夏休みといえば
夏休みは子供の特権。この場合の子供は大学生まで含む、長期休暇がある人々。一度社会に出たら、退職しない限り、ひと月以上の休みなんて日本ではまず無理。
子供の頃、外で遊ぶといえばまず野球だった。それだけのスペースがあったということは、今にして思えばありがたい環境だ。膝小僧にカサブタは絶えず、それを作った場所の管理者に親が怒鳴りこむなどあり得ない時代。帽子をかぶれと親に言われてもそれを嫌がり、それでも熱中症なんて無縁。夏休みといえば連日のプール開放も忘れられない。朝のラジオ体操には閉口したが。
時は流れて高校三年。受験の息抜きでもなかろうが、体育の授業は年間通してサッカーのクラス対抗だった。フォーメーションもシステムもお構いなしの全員サッカーだが、フォワード右でセンタリングのスペシャリスト(笑)を自称。そんな記憶の方が鮮明なので、Jリーグ発足以来、野球にはほとんど見向きもしなくなった。
しかし、某金持ち球団の牙城は崩れ、野茂が大リーグへの道を開き、イチローが日米で大活躍、WBCでは愛国心(笑)を大いに刺激してくれた野球を見るに、古い記憶も甦る。
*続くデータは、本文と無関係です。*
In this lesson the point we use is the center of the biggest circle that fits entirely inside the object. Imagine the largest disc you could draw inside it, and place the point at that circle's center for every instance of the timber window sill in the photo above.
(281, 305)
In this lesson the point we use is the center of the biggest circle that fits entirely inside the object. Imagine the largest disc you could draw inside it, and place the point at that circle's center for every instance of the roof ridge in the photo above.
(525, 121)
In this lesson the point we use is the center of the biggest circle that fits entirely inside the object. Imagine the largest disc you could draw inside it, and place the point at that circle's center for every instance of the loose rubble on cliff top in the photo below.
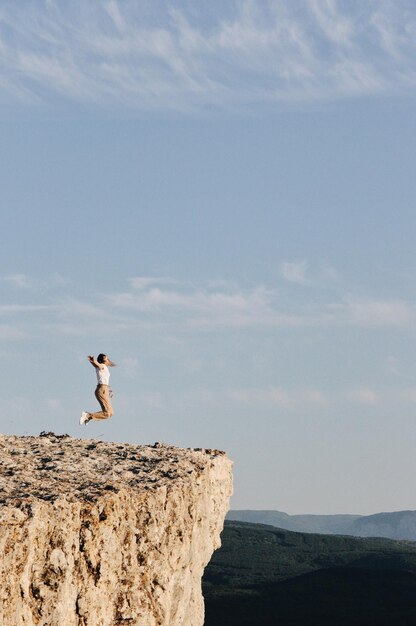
(50, 465)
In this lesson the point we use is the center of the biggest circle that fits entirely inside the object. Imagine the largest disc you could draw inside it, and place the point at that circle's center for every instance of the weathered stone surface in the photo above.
(99, 534)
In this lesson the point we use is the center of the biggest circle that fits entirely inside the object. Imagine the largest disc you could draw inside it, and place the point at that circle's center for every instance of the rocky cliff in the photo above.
(100, 534)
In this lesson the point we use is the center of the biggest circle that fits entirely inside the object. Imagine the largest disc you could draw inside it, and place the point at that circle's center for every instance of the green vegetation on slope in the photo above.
(264, 575)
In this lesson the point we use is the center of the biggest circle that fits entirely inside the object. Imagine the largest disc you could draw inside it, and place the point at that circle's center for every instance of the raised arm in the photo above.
(93, 362)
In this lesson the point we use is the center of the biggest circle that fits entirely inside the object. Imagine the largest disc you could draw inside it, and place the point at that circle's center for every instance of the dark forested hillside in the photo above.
(264, 575)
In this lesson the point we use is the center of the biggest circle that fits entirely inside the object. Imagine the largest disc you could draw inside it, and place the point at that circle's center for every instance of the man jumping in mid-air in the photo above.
(103, 391)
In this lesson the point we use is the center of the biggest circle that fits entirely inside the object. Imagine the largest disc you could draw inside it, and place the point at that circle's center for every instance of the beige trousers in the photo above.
(102, 393)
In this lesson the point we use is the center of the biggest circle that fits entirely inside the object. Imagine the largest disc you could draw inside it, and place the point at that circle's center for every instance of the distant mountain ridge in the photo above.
(397, 525)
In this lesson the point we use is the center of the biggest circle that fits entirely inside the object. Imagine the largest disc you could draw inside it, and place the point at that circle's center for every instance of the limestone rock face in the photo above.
(101, 534)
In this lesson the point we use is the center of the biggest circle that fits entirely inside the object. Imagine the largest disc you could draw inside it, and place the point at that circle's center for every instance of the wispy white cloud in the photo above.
(168, 306)
(184, 56)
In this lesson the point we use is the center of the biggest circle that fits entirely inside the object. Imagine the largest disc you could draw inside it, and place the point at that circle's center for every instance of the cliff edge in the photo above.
(105, 534)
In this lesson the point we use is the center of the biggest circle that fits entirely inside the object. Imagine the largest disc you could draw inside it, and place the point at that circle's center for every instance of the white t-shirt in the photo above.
(103, 375)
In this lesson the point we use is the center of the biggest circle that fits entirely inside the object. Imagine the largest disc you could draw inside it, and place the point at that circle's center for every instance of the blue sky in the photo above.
(222, 199)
古田の偉大なる尽力で、プロ野球はファンに回帰してきたと感じた。
そして今、野球が面白い。正確には楽天の田中将大。ドラフトで得たチャンスに高卒時点での力を賭け、野村監督に鍛えられつつ試練を乗り越える姿は見る者をワクワクさせる、プロらしい姿だ。北京でも活躍してくれることを願う。
そういえば、毎日が夏休みだった歳の頃は、こんなポーズして飛び降りて遊んでいたっけ。